I’m running the risk of sounding like a systems science evangelist, which is not my intention, so let me qualify what I’m saying: I’m not arguing that understanding systems will answer the deep underlying philosophical questions or solve all our problems. But the bottom line is, we exist in complex systems – all of us, every day – and we need better ways of understanding them. And systems science essentially provides some tools with which we can better get to grips with these problems.
What Modelling Play does is take these ideas – about interconnectivity, feedback loops, thresholds, tipping points and resilience – and place them in a real world setting, which is exactly where they belong. The show is not an abstract lecture about the mathematical properties of complex systems (I would not understand it if it were), it’s a show about a music festival in which those properties occur. We don’t instruct the audience about the definition of a trade-off – you know what a trade-off is, you deal with them all the time. What Modelling Play does is point out that maybe trade-offs happen more often in our lives than we often realise. You might look out for them in future and see them in other places and contexts. That awareness might be useful in understanding other situations you encounter in the world.
There is an element of the show in which we discuss these ideas explicitly – I’m a geek at heart, and I can’t help but enjoy the idea of a theatre show with a flowchart in it – but this is a pretty small part of the picture. Not because we’re ashamed of the science or trying to sneak it in sideways, either – I couldn’t be bothered trying to trick people into learning, that sounds depressing and futile – just because we don’t need to spend ages explaining things you already know. What it’s about is saying, ‘This thing happening in the music festival right now, this is an example of a feedback loop. You understand what it is and how it works – here’s some other classic examples of them and why scientists give a shit about them.’
For me, systems science was incredibly exciting because it took things that I already knew or felt and put words to them, placed them in relation to each other and highlighted why they might matter. It’s another way of telling a story about the world. You could view a festival as a unique artistic experience bringing together a once-in-a-lifetime lineup of bands and audiences. You could also view it as a connected set of systems, each with their own behaviour, interacting at a variety of levels and scales. Both are correct, but both focus on different things and tell you different stories.
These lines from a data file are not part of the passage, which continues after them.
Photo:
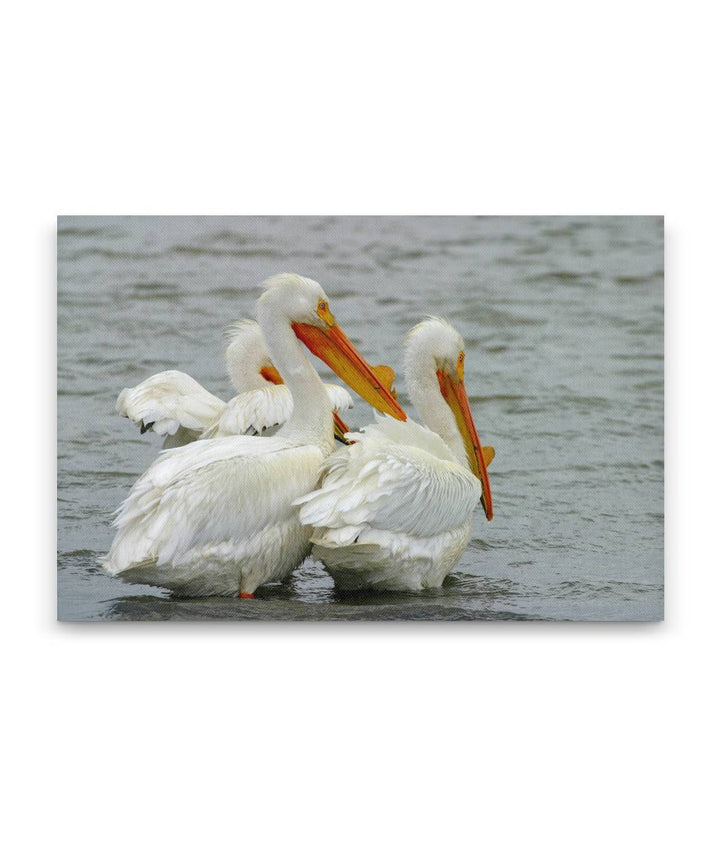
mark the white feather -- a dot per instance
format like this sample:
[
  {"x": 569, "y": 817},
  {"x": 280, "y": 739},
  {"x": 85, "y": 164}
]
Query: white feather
[{"x": 394, "y": 510}]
The joy of Modelling Play for me is that we’ve found a form where those ideas arise naturally. Boardgames, by their very nature, allow you to explore ideas such as trade-offs, tipping points and feedback loops. But at their heart, boardgames are about having fun. So I don’t think we’re sacrificing anything to make this experience.
The other wonderful thing about a music festival is that it’s a setting in which stories arise quite naturally. There’s no doubt that you can tell a gripping and exciting story about managing a river catchment or an agricultural region, but we really gravitated to the music festival setting for the potential for fun and excitement. Because managing this system isn’t just a case of getting the stocks and flows right to ensure production levels are sustained for another year, it’s about getting the bands onstage in good shape and keeping the crowd happy by any means necessary. And when things start to go wrong and the disasters start ricocheting out of hand, it’s a high stakes tale of life and death, catastrophe or triumph.
*Though I’m sure Muttley can find some examples of fairly useless maths research.